Sarah Levy-Tanai, one of Israel’s foremost choreographers and contributors to Israeli cultural life passes away at the age of 95. Sarah was born in Jerusalem in 1910 or 1911 (She was never sure of her exact birth date) to Yemenite parents. During a typhus epidemic during World War I, all of her family died except for her and her father. Her father was too poor to care for her and she was placed in an orphanage , eventually being moved to a children’s home in Meir Shefeyah (located near Zichron Yaakov). The children’s home was run by Ashkenazi immigrants who exposed her and the other children to European music and art.

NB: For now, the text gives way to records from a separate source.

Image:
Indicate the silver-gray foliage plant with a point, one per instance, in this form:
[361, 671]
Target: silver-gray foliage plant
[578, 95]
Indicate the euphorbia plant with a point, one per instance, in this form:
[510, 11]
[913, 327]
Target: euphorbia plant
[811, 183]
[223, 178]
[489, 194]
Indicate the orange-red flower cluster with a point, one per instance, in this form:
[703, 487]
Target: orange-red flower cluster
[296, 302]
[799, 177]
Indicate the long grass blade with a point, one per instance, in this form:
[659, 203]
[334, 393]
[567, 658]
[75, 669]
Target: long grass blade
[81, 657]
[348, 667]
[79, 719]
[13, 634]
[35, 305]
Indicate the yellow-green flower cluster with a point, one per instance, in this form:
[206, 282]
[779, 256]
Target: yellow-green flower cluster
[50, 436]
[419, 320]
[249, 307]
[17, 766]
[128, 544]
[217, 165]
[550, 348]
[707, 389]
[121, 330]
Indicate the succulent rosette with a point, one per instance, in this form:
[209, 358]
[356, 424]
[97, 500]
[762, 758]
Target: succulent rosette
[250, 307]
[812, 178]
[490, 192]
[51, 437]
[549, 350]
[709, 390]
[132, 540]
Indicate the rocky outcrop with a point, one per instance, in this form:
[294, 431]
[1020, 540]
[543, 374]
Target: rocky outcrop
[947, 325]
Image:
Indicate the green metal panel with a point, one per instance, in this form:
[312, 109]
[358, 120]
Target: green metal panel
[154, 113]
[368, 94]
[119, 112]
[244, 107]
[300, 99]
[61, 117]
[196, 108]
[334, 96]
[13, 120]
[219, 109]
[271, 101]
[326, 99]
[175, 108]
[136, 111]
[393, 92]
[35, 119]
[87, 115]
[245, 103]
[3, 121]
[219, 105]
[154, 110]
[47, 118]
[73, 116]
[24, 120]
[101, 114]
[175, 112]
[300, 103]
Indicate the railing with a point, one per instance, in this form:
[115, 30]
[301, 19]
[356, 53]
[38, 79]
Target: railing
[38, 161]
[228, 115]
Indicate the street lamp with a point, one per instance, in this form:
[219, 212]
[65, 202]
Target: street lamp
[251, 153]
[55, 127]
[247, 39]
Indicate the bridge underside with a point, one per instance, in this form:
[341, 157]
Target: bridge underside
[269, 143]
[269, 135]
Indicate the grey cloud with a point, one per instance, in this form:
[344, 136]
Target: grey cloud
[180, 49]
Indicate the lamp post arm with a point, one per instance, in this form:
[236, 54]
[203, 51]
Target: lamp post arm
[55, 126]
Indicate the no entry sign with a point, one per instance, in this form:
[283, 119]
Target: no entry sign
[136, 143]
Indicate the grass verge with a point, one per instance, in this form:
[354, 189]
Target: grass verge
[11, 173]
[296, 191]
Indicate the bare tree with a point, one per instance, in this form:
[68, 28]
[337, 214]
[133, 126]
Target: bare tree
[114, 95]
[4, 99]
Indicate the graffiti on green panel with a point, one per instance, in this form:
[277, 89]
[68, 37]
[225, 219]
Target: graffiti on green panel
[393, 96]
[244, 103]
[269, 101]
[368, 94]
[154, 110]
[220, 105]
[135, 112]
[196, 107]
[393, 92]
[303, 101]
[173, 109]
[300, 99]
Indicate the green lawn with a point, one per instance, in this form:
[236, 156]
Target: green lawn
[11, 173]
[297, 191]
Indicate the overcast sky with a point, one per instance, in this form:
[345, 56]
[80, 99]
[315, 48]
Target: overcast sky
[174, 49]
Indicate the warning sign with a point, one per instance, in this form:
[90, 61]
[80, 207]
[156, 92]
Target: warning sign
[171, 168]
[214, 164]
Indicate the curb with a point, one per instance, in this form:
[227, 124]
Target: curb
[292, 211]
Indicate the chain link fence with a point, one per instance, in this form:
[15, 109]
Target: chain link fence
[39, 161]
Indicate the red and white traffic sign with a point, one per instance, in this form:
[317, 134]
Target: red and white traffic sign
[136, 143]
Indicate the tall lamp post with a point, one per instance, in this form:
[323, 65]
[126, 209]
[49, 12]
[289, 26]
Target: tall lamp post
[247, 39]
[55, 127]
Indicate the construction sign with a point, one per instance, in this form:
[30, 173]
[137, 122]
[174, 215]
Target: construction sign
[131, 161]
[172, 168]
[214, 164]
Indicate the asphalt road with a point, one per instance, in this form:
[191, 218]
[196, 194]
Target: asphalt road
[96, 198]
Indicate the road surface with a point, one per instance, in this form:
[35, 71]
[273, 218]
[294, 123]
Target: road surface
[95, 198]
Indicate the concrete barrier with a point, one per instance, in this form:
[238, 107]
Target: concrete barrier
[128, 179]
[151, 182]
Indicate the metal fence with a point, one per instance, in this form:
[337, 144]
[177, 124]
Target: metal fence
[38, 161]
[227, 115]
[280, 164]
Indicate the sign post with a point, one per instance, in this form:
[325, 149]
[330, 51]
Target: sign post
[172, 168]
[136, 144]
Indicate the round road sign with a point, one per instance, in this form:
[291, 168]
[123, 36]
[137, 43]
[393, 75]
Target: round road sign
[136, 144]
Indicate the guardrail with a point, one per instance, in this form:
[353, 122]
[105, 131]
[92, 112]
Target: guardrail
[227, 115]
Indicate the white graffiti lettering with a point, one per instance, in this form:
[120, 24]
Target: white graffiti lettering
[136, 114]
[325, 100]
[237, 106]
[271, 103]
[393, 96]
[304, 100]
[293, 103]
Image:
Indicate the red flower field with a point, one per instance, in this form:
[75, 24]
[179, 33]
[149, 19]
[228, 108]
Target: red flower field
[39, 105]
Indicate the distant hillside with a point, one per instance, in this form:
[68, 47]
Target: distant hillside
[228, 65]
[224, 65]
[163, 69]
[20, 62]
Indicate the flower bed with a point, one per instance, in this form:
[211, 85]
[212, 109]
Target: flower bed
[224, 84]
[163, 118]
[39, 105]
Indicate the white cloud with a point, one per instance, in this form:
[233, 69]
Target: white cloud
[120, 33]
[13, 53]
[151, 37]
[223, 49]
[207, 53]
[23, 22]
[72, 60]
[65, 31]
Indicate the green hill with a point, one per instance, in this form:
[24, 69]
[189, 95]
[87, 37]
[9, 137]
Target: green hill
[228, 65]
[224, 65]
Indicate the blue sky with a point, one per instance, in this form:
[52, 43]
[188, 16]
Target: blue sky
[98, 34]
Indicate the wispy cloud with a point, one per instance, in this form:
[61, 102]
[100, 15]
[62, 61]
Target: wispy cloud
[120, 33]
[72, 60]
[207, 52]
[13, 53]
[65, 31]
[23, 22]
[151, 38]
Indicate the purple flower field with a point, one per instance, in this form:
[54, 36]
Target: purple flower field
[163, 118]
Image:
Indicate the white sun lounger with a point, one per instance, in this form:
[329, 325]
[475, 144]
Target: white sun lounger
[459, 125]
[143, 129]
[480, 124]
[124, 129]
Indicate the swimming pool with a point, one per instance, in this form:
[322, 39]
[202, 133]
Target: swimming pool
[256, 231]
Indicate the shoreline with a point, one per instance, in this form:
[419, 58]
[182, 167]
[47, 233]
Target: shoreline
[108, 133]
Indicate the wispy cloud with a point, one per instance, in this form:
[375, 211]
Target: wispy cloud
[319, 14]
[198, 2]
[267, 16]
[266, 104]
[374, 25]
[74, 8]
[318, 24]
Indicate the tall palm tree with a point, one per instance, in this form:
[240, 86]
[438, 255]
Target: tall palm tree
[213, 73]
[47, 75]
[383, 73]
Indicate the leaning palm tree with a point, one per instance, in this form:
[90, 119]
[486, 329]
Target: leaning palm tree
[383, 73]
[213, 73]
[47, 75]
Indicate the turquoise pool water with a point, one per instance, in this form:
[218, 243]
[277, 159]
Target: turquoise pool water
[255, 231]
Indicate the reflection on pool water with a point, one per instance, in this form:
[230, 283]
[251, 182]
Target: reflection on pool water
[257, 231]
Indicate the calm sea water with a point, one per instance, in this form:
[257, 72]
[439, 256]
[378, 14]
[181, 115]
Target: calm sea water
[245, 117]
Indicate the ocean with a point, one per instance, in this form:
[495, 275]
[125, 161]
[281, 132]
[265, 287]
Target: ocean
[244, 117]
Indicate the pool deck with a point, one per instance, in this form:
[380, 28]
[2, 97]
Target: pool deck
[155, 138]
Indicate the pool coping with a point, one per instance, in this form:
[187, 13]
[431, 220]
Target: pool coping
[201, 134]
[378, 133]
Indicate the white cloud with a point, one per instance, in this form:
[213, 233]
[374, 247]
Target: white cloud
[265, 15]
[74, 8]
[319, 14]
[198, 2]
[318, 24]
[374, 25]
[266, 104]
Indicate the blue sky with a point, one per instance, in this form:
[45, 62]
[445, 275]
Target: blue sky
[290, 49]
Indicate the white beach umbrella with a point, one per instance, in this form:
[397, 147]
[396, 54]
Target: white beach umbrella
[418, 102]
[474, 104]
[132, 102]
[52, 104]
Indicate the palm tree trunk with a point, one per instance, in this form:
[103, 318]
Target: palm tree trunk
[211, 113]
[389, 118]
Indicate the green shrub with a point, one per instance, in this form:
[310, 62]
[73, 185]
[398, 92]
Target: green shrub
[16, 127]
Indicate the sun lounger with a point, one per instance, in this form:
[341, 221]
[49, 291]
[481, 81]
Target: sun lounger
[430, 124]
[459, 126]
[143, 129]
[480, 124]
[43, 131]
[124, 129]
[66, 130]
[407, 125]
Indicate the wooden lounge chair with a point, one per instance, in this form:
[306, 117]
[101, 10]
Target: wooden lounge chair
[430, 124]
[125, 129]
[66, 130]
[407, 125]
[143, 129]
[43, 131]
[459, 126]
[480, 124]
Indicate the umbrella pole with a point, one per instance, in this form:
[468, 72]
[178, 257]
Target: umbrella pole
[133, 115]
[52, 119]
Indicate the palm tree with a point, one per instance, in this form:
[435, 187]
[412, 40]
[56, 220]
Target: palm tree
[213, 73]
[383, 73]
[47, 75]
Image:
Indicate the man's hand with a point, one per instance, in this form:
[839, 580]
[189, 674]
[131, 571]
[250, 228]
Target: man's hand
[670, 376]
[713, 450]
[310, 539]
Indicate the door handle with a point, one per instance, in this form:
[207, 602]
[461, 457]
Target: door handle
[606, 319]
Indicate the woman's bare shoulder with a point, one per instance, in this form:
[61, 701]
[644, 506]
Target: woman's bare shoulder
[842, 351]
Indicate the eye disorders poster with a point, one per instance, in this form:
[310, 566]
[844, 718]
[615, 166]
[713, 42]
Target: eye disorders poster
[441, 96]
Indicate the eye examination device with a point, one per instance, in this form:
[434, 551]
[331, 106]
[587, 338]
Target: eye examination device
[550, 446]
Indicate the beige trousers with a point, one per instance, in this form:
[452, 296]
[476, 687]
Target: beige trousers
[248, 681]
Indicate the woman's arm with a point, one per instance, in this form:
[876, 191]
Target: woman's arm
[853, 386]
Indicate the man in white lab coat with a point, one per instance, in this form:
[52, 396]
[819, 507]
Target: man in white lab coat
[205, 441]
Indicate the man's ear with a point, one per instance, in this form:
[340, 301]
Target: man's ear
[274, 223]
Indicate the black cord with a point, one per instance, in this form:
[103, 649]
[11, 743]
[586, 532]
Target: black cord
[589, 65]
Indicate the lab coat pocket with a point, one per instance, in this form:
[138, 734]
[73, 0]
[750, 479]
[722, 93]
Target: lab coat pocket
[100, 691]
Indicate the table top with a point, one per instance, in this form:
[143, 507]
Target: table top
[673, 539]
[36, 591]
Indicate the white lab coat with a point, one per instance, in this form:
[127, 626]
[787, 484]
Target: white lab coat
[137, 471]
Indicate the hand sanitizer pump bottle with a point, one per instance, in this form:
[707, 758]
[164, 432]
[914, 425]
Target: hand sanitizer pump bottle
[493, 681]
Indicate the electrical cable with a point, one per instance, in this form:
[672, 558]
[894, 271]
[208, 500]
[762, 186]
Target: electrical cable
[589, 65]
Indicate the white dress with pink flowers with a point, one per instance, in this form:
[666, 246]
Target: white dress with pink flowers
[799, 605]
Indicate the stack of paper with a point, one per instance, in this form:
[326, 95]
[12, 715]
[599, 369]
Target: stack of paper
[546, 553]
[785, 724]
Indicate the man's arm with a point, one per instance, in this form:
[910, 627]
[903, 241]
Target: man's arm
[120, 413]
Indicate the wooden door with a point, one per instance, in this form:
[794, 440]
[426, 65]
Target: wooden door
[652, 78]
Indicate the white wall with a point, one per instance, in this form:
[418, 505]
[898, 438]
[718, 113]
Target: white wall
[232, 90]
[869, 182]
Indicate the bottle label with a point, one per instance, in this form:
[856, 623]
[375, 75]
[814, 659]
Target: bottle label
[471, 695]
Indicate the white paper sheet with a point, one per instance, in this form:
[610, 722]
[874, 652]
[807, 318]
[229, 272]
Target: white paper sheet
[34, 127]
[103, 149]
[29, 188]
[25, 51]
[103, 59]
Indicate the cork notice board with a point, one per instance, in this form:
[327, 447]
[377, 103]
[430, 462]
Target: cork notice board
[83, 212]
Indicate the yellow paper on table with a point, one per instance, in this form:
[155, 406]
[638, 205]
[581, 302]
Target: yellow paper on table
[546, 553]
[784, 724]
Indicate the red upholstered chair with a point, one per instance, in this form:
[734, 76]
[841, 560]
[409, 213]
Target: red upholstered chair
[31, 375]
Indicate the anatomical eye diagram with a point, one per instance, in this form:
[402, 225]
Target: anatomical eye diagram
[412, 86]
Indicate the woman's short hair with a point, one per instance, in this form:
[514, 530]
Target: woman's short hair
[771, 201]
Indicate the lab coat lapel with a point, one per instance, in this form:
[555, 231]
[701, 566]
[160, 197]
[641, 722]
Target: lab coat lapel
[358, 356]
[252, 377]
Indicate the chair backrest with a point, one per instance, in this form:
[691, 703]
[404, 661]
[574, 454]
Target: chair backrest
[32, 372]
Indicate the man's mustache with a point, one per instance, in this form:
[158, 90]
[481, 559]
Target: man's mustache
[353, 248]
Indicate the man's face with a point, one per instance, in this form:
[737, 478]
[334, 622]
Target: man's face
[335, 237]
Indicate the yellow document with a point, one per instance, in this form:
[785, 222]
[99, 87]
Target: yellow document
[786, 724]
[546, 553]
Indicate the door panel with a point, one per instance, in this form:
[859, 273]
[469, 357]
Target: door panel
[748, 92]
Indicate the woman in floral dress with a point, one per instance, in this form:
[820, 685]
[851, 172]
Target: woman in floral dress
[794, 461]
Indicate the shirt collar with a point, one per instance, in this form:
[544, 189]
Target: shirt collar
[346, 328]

Sarah Levy-Tanai began producing small plays and later became a kindergarten teacher where she composed songs and dances for her students. During World War II, while her husband was fighting in the Jewish Brigade, she moved to Kibbutz Ramat Hakovesh where she encountered many of the leading women of the Israeli folk dance movement. After the influx of Yemeni Jews to Israel between 1948-1950, she began to seek out her own roots and incorporate Mizrahi and Sephardi culture into her art. In 1949, she founded the Inbal Dance Theater which she directed until the 1990’s. In 1973 she received the Israel Prize in Art, Music and Dance.